Abstract:
Human toxocariasis is a neglected anthropozoonosis with global distribution. Treatment is based on the administration of anthelmintics; however, their effectiveness at the tissue level is low to moderate, necessitating the discovery of new drug candidates.
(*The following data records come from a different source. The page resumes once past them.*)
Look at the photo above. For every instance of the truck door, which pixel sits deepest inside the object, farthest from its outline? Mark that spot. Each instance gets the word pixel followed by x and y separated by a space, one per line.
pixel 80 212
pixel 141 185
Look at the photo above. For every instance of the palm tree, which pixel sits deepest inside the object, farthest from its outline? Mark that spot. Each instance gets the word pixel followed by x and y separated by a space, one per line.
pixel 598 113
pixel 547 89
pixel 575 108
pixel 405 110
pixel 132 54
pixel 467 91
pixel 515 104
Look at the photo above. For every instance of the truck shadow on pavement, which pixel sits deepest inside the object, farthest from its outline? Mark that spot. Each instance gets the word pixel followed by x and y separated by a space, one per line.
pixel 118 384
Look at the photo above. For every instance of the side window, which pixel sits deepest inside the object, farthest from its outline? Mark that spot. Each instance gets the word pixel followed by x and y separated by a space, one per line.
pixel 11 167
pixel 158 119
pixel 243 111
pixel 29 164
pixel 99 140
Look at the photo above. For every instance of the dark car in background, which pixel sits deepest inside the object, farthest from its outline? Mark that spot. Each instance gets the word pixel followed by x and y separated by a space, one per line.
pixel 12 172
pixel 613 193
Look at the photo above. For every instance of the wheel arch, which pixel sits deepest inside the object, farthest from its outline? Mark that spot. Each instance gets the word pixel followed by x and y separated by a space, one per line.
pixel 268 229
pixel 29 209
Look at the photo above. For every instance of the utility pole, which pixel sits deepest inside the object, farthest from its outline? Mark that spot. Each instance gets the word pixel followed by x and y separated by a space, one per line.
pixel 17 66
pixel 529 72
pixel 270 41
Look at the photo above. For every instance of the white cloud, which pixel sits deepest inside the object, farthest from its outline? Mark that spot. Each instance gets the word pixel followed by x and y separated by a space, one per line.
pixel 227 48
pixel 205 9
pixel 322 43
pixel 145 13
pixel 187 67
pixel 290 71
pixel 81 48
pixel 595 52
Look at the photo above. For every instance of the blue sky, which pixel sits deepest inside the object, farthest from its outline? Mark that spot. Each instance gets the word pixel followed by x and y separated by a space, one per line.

Several groups of synthetic compounds, including coumarin derivatives, have demonstrated bioactivity against fungi, bacteria, and even parasites, such as Dactylogyrus intermedius, Leishmania major, and Plasmodium falciparum. The aim of this study was to evaluate the effect of ten coumarin-derived compounds against Toxocara canis larvae using in vitro, cytotoxicity, and in silico tests for selecting new drug candidates for preclinical tests aimed at evaluating the treatment of visceral toxocariasis. The compounds were tested in vitro in duplicate at a concentration of 1 mg/mL, and compounds with larvicidal activity were serially diluted to obtain concentrations of 0.5 mg/mL; 0.25 mg/mL; 0.125 mg/mL; and 0.05 mg/mL. The tests were performed in a microculture plate containing 100 T. canis larvae in RPMI-1640 medium. One compound (COU 9) was selected for cytotoxicity analysis using J774.A1 murine macrophages and it was found to be non-cytotoxic at any concentration tested. The in silico analysis was performed using computational models; the compound presented adequate results of oral bioavailability. To confirm the non-viability of the larvae, the contents of the microplate wells of COU 9 were inoculated intraperitoneally (IP) into female Swiss mice at 7-8 weeks of age. This confirmed the larvicidal activity of this compound. These results show that COU 9 exhibited larvicidal activity against T. canis larvae, which, after exposure to the compound, were non-viable, and that COU 9 inhibited infection in a murine model. In addition, COU 9 did not exhibit cytotoxicity and presented adequate bioavailability in silico, similar to albendazole, an anthelmintic, which is the first choice for treatment of human toxocariasis, supporting the potential for future investigations and preclinical tests on COU 9.
摘要:
人类弓形虫病是一种全球分布的被忽视的人畜共患病。治疗是基于驱虫药的管理;然而,它们在组织水平上的有效性是低到中等的,有必要发现新的候选药物。几组合成化合物,包括香豆素衍生物,已经证明了对真菌的生物活性,细菌,甚至是寄生虫,例如Dactylogyrusintermedius,利什曼尼亚大调,和恶性疟原虫.这项研究的目的是评估十种香豆素衍生化合物对犬弓形虫幼虫的体外作用,细胞毒性,以及用于选择旨在评估内脏弓形虫病治疗的临床前测试的新药候选物的计算机模拟测试。化合物在1mg/mL的浓度下重复进行体外测试,和具有杀幼虫活性的化合物被连续稀释以获得0.5mg/mL;0.25mg/mL;0.125mg/mL;和0.05mg/mL的浓度。在RPMI-1640培养基中,在含有100头犬幼虫的微培养板中进行测试。选择一种化合物(COU9)用于使用J774的细胞毒性分析。A1鼠巨噬细胞,并且发现其在测试的任何浓度下都是非细胞毒性的。使用计算模型进行计算机模拟分析;该化合物具有足够的口服生物利用度结果。为了确认幼虫的无生存能力,将COU9的微孔板的内容物腹膜内(IP)接种到7-8周龄的雌性瑞士小鼠中。这证实了该化合物的杀幼虫活性。这些结果表明,COU9表现出针对犬T.canis幼虫的杀幼虫活性,which,暴露于化合物后,是不可行的,COU9抑制小鼠模型中的感染。此外,COU9没有表现出细胞毒性,并在计算机上表现出足够的生物利用度,类似于阿苯达唑,一种驱虫药,这是治疗人类弓形虫病的首选,支持COU9未来研究和临床前测试的潜力。